Online communication and social networks have really changed the world—these days you can hold a conference online, have friends anywhere in the world and buy airplane tickets in the middle of the night lying comfortably in your own bed.
An unexpected effect of the new communication possibilities was a change in people’s perception of their looks. Psychologists used to anxiously raise awareness of the unnatural beauty standards promoted by the glossy magazines, but today it is becoming quite obvious—even the fashion industry is not omnipotent. People are capable of creating new standards, especially when they can take a close look at Hollywood and Bollywood celebs, as well as a haughty nouveau riche next door.
In my professional experience the first sign of the social networks’ growing influence was the increased demand for instant beauty procedures. When I started out, frankly, these sort of beauty treatments were not exactly popular—women were prepared to spend time and money in order to beautify their skin or to reduce cellulite, knowing that it won’t be done in a day. The French and Swiss cosmetic brands that we worked with did offer those one-time instant beauty procedures that could make you radiant for just this one party, but the Cinderella effect that lasts up till midnight did not particularly inspire cosmetologists or their clients.
And then suddenly a new wave of clients flooded the beauty salons—the women that never used to visit cosmetologists. They all came with a similar request: “Make me young and pretty for tomorrow. I don’t care if it’s expensive and won’t last, I need to be beautiful tomorrow!” The cosmetologist shared the news with each other at professional seminars, they were astonished—where did all these new clients come from? What’s with the sudden desire for just one-night beauty?
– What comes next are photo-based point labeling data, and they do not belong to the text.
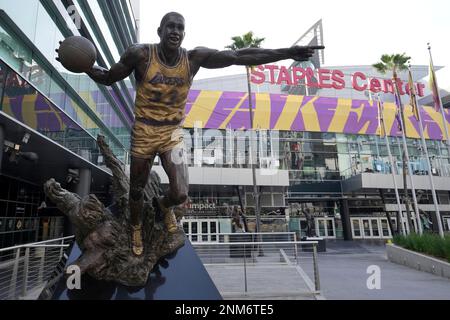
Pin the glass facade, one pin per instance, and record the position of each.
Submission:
(68, 108)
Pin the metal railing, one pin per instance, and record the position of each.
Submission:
(26, 269)
(241, 265)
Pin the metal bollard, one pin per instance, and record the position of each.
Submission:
(42, 266)
(13, 284)
(26, 264)
(316, 268)
(296, 248)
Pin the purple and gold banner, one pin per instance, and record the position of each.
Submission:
(221, 110)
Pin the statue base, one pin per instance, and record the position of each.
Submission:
(178, 276)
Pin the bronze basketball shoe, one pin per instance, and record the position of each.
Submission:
(136, 240)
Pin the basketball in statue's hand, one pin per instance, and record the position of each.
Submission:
(77, 54)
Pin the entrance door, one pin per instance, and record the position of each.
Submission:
(370, 228)
(201, 230)
(325, 228)
(356, 228)
(447, 220)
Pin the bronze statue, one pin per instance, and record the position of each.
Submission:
(164, 74)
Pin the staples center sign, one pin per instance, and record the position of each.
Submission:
(328, 79)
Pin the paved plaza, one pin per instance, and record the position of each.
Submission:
(343, 275)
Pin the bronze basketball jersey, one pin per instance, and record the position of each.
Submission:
(162, 95)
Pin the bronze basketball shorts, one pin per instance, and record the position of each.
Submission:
(148, 140)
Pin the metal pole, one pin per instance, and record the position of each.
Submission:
(296, 248)
(245, 270)
(441, 107)
(2, 141)
(391, 161)
(405, 147)
(430, 175)
(255, 188)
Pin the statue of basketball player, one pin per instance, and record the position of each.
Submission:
(164, 74)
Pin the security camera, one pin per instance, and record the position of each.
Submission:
(26, 138)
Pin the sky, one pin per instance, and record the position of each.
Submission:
(355, 32)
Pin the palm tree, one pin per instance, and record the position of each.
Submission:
(241, 42)
(396, 63)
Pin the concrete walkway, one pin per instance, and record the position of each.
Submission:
(343, 274)
(263, 282)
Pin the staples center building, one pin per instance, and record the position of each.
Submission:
(316, 140)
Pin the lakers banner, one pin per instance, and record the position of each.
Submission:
(221, 110)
The answer was simple. Facebook came online. People would find their old class mates on Facebook, show off their best photos of the past years, and then decide to meet up after all these years. Naturally, meeting up with friends of one’s youth is emotional, and everyone wants to look just like they did at the prom. Only better—prettier and more successful.
Cosmetologists are not the only ones who could thank Facebook for the sudden influx of clients. Hairdressers and makeup artists were engaged as well. Professional makeup, previously only ever ordered by the rich and famous was suddenly in demand everywhere, so many salons hired in-house makeup artists.
On Facebook and especially Instagram the photographs have become a new means of communication, allowing to tell one’s story and, of course, demonstrate one’s success. But the key changes in the beauty industry seem to have followed the selfie frenzy.
This phenomenon is being widely discussed today, mostly by psychologists. As it turns out, most people can be easily hooked on their own self portraits, photograph themselves daily and share the pictures online. And it can interest other people too.
The first aesthetic professionals to talk about selfie phenomenon were plastic surgeons. The avalanche-like increase in the demand for rhinoplasty has been registered in almost every country. It is rather easy to explain—selfie distorts facial proportions. When a person is taking their own picture, practically at any angle their nose can look bigger than it actually is. Many young people, boys as well as girls, come to plastic surgeons asking to make their noses smaller and demonstrate the pictures of their idols with noses looking perfect on their selfies.
Besides when you constantly take pictures of your face from a small distance, any skin imperfections, even the tiniest ones, are now causing distress and the desire to get rid of them. A small scar, slightly enlarged pores, a single broken capillary are not demonstrated to a doctor anymore, instead patients show their physician a photo on a phone screen where said scar or pores look enormous. “I want perfect skin, the one that would look radiant #nofilter”—such is the demand of today’s Instagram user.
Facial symmetry, even skin tone, no inflammations or flakiness are other subjects of heightened demand. The face must be absolutely flawless so one’s friends on Instagram can appreciate the effort.
As a beauty professional I find this tendency Utopian. It is impossible to rid a living human face of all imperfections. More importantly, in the world outside of selfie, there is no need to. Honestly, no one can see your micro scar, right there on the right by the ear. It real life your nose is most likely just fine, and a slight asymmetry of your eye brows is only noticeable to a professional spy or Sheldon Cooper. Chasing perfection for a selfie may be endless, but who really needs it?
The only thing revived by it is perhaps plastic surgery—with all the new selfies taken right in the operation rooms.